Segunda-feira,
um homem armado invadiu um café no centro de Sydney e fez reféns dos ocupantes
durante 16 horas. Tudo acabou com a
morte do dito homem e também com as mortes de dois dos reféns.
O suposto
“terrorista em nome individual” chamava-se Man Haron Monis, tinha 50 anos, e
era islâmico, tendo, inclusive, uma posição clerical no Islão. De facto, Haron
Monis obrigou alguns dos reféns a segurar uma bandeira de simbologia islâmica à
janela do café. A partir deste momento, todos os islâmicos que vivem em Sydney
começaram a recear generalizações e retaliações. Para complicar o assunto,
Haron Monis não era um imigrante qualquer.

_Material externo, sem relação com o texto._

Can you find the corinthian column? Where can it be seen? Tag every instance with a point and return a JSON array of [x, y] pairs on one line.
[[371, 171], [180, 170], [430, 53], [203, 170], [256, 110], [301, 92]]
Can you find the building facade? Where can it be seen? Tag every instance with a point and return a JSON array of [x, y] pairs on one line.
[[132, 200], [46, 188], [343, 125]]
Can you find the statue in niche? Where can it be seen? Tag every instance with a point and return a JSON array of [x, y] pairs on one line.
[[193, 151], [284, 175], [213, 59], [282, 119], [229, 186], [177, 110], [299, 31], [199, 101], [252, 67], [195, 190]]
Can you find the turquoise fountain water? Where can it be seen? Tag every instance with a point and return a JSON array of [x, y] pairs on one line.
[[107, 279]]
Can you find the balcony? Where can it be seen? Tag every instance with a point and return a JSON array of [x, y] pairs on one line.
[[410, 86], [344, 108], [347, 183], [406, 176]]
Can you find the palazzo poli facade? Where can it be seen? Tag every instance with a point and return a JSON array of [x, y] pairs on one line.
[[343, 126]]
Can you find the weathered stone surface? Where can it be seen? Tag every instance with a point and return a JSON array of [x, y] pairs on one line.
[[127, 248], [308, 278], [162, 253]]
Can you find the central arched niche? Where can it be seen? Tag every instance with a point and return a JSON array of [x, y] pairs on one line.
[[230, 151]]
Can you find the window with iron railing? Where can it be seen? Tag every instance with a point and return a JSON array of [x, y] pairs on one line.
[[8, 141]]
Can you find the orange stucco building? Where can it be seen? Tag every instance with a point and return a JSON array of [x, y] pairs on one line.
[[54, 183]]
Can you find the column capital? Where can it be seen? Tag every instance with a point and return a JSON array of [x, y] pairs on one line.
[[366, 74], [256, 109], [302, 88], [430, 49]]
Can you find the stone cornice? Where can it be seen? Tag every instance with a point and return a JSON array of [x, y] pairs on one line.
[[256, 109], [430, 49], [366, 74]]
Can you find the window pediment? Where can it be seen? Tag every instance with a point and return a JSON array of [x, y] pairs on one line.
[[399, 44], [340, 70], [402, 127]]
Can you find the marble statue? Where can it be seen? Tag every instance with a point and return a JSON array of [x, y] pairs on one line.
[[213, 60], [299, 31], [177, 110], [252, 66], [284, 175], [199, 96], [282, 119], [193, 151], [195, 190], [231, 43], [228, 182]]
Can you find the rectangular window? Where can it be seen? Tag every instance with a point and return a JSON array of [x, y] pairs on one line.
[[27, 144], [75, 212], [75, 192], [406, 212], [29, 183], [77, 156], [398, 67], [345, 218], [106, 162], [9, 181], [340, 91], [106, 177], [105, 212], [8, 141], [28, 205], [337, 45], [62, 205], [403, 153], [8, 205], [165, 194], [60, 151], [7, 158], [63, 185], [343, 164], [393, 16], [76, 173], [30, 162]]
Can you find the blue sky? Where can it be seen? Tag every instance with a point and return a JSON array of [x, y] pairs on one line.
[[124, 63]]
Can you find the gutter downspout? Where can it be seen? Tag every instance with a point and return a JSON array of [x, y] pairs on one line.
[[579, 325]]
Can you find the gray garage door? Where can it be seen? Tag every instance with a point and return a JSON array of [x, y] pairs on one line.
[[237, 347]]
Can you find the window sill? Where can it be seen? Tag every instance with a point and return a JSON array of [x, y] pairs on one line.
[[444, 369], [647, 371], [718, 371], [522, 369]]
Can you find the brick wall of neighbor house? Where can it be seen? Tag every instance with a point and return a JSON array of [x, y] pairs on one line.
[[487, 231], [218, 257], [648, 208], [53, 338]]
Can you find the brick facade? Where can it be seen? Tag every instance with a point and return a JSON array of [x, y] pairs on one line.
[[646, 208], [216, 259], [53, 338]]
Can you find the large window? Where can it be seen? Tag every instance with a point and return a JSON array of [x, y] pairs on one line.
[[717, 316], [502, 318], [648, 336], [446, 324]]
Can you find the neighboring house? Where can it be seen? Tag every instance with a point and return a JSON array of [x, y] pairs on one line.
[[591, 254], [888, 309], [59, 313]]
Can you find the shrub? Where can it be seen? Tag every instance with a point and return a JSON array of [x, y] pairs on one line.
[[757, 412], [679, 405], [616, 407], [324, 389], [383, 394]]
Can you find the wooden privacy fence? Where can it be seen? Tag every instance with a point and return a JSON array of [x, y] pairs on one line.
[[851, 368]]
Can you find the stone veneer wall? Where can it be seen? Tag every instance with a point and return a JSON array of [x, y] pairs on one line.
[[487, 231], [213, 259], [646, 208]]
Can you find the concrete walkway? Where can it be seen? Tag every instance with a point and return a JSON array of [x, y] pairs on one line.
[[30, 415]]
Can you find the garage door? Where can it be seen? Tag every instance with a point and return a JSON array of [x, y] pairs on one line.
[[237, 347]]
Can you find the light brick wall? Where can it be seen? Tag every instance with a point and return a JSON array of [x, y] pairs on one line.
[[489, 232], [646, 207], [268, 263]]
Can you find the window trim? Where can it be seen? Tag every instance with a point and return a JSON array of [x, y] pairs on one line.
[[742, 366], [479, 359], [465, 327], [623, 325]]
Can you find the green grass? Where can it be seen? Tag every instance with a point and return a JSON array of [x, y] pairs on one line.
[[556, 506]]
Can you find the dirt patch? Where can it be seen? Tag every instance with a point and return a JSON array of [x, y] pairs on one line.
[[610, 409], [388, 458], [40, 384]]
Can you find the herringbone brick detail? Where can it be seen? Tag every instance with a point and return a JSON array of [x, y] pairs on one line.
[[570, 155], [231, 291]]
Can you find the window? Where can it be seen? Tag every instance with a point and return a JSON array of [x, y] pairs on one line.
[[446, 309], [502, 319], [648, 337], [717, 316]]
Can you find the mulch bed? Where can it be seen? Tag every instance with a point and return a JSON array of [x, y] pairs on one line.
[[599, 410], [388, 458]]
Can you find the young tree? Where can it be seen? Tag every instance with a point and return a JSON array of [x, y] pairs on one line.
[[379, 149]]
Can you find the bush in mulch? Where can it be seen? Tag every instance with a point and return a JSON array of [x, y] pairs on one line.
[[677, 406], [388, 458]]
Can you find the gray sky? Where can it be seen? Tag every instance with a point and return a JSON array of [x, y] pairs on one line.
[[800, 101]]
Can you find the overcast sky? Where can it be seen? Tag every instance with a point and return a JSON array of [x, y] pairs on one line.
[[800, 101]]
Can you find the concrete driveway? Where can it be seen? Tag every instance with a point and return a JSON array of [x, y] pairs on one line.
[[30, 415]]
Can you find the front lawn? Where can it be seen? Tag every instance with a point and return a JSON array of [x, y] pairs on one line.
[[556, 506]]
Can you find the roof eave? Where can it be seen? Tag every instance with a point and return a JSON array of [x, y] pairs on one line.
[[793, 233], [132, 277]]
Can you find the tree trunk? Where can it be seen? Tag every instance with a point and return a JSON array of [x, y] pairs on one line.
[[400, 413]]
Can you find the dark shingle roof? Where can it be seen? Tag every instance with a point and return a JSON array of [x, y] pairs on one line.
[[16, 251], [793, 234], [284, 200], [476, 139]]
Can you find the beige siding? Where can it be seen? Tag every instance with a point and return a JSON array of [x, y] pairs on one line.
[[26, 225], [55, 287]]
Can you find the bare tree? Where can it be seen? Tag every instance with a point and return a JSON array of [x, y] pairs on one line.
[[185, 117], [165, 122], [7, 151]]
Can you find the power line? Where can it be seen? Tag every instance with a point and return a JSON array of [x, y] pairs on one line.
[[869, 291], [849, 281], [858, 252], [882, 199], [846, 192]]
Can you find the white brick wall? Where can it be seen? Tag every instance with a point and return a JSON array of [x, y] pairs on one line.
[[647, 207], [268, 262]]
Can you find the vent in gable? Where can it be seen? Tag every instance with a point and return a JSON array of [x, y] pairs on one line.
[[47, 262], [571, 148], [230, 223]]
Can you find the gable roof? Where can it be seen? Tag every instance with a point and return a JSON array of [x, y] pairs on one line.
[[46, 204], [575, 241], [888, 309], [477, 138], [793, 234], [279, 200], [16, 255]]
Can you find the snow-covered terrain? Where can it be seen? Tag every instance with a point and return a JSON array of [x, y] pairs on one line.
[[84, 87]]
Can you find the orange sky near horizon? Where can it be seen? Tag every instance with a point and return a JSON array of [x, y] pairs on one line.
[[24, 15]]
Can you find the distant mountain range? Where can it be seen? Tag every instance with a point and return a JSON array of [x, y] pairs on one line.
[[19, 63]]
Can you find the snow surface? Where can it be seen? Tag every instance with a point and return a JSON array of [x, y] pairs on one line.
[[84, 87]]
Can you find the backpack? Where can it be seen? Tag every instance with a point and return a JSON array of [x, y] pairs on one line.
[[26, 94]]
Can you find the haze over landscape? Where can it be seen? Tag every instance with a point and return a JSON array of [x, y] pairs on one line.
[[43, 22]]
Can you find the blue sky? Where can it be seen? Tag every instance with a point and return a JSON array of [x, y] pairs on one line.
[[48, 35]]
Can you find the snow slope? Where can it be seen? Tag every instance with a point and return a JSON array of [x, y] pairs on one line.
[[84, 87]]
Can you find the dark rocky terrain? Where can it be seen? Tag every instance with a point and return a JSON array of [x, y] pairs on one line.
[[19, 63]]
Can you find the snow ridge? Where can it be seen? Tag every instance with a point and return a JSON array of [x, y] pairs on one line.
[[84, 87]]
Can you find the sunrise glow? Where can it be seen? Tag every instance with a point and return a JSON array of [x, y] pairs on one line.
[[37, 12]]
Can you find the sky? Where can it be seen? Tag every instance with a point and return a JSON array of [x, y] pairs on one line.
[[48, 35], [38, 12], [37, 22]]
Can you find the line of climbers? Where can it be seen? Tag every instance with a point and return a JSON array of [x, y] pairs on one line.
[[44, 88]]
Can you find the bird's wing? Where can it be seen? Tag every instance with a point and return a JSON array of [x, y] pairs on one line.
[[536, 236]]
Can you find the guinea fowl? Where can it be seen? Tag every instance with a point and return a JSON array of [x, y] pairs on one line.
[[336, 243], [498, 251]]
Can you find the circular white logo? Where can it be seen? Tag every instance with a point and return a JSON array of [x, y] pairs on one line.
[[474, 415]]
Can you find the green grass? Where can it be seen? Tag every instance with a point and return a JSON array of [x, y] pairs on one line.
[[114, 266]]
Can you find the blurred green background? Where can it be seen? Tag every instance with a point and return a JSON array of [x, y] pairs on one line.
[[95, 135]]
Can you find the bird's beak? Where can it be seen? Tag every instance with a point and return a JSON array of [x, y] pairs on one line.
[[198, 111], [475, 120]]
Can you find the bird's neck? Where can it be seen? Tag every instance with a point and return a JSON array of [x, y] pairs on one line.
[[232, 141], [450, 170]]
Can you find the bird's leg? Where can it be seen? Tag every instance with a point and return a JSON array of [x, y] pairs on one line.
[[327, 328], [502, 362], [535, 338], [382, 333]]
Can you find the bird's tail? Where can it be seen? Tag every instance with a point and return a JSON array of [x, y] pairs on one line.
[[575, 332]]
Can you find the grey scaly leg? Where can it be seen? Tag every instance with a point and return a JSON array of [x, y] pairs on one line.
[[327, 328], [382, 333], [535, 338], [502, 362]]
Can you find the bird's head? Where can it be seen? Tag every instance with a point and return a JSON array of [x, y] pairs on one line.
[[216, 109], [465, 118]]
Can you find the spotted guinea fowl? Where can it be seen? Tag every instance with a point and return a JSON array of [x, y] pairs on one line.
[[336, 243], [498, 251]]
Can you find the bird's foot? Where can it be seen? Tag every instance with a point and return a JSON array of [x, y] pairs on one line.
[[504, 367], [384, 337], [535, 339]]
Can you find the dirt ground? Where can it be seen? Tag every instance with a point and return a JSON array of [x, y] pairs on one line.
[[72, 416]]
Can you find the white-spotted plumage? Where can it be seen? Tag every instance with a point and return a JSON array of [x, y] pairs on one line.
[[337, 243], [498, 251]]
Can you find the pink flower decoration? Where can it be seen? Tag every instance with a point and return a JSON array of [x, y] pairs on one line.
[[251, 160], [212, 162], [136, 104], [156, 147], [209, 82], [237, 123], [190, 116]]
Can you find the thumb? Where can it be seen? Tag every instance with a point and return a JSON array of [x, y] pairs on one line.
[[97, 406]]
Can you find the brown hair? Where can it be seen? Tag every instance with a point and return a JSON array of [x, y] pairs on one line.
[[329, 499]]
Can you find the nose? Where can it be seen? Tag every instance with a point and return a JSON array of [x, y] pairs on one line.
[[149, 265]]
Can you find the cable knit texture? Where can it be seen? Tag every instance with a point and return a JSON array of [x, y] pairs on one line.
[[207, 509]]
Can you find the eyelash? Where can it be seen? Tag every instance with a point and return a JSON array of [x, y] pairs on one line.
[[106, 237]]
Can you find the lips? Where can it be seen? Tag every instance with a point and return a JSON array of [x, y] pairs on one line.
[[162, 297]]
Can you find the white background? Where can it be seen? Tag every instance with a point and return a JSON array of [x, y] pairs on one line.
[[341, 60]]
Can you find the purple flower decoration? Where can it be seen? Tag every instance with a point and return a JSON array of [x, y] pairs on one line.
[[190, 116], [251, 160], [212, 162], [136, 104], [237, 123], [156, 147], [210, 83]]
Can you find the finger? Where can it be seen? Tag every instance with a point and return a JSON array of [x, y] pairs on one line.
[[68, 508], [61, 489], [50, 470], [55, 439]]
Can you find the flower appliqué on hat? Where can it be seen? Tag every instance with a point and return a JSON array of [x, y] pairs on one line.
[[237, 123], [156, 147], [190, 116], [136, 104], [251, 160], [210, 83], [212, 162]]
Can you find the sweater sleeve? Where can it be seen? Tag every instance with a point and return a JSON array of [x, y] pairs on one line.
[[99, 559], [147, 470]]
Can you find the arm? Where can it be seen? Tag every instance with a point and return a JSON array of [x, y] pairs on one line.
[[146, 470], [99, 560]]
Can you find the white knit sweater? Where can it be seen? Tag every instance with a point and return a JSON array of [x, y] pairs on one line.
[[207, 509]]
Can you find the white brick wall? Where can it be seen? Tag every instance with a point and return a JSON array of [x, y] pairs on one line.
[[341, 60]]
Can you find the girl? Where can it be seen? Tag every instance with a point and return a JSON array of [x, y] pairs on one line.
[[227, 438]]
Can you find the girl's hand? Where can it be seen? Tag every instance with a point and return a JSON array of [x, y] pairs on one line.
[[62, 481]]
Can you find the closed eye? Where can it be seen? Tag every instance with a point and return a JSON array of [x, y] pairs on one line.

Era um iraniano que procurou asilo
politico na Austrália e cujo estatuto de refugiado politico lhe foi concedido
por alegada perseguição do regime iraniano às suas (também alegadas) convicções
liberais. Outra razão para que os imigrantes islâmicos começassem a ver esta
história com outro contorno.
Não levou muito
tempo até que o Primeiro Ministro Tony Abbott fosse interrogado pelos
jornalistas quanto a esta tragédia e claro que lhe perguntaram exactamente como
era possível que um refugiado politico, um estrangeiro protegido pelo país, se
revoltasse em actos terroristas contra esse mesmo país. Qualquer PM encurralado
teria respondido o mesmo à nação: que a Austrália talvez tenha de rever a sua
política de imigração pois talvez esteja a ser demasiado tolerante.
O fim da frase
foi como música festiva para todos os radicais e como um requiem para os
islâmicos residentes em Sydney que pensaram, justamente, que terça-feira ia ser
o primeiro de muitos dias de inferno que os esperavam na sua cidade.
Vivemos num
mundo de redes sociais. Por isso, Michael James, reporter em Sydney, fez tweet
de um episódio que se passou no metro: devido ao recente ódio inflamado contra
os islâmicos, uma mulher islâmica com receio de ser atacada tirou o seu hijab
para se tornar menos reconhecível. Enquanto o tirava, chorava. Então, uma
rapariga não-islâmica levantou-se para ir atrás dela e disse-lhe “Põe-no outra
vez. Eu vou contigo.”
Esta história
simples entre duas estranhas gerou um enorme movimento que se chama “I’ll ride
with you” (Eu vou contigo). O movimento começou no Twitter quando outra jovem,
Tessa Klum, decidiu que esta era exactamente a opção a tomar e escreveu: “Se
receias pela tua segurança nos transportes públicos porque usas símbolos
islâmicos, eu posso ir contigo. Vamos combinar horário. Melhor, vamos fazer um
movimento. Alguém se quer juntar a I’ll ride with you?” E sim, em 12 horas
milhares de pessoas se juntaram.
Milhares de pessoas não-islâmicas se voluntariaram para acompanhar
islâmicos, combinando horários ou simplesmente aparecendo nos transportes públicos
com uma pulseira, um saco, um banner identificativo que diz “I’ll ride with
you.”
O que isto quer
dizer não é apenas que na Austrália há muitas pessoas que sabem distinguir
entre o que é um homem louco – e já conhecido dos tribunais, por diversas acusações
de violência, de perseguição e de crimes sexuais – e o que é um grupo de
pessoas que não o reconhece como seu representante nem se identifica nas suas
acções desumanas. Isto quer também dizer que a resposta de um país a um acto de
violência feito por um imigrante só pode ser esta. Por duas razões: primeiro,
porque a resposta de um país a actos de violência feitos por um seu cidadão
nunca é ostracizar a nação toda (e reparem que a lógica seria igual) e segundo
porque este movimento desencoraja completamente qualquer atitude dos grupos
extremistas.
Sydney disse-nos
esta semana que o sistema falhou, não porque acolheu um refugiado mas porque
deixou um criminoso como Monis fora da cadeia. Mas duas raparigas anónimas
criaram um movimento. Estas raparigas são a vida da cidade. E talvez venham, um
dia destes, a fazer parte do grupo que decide.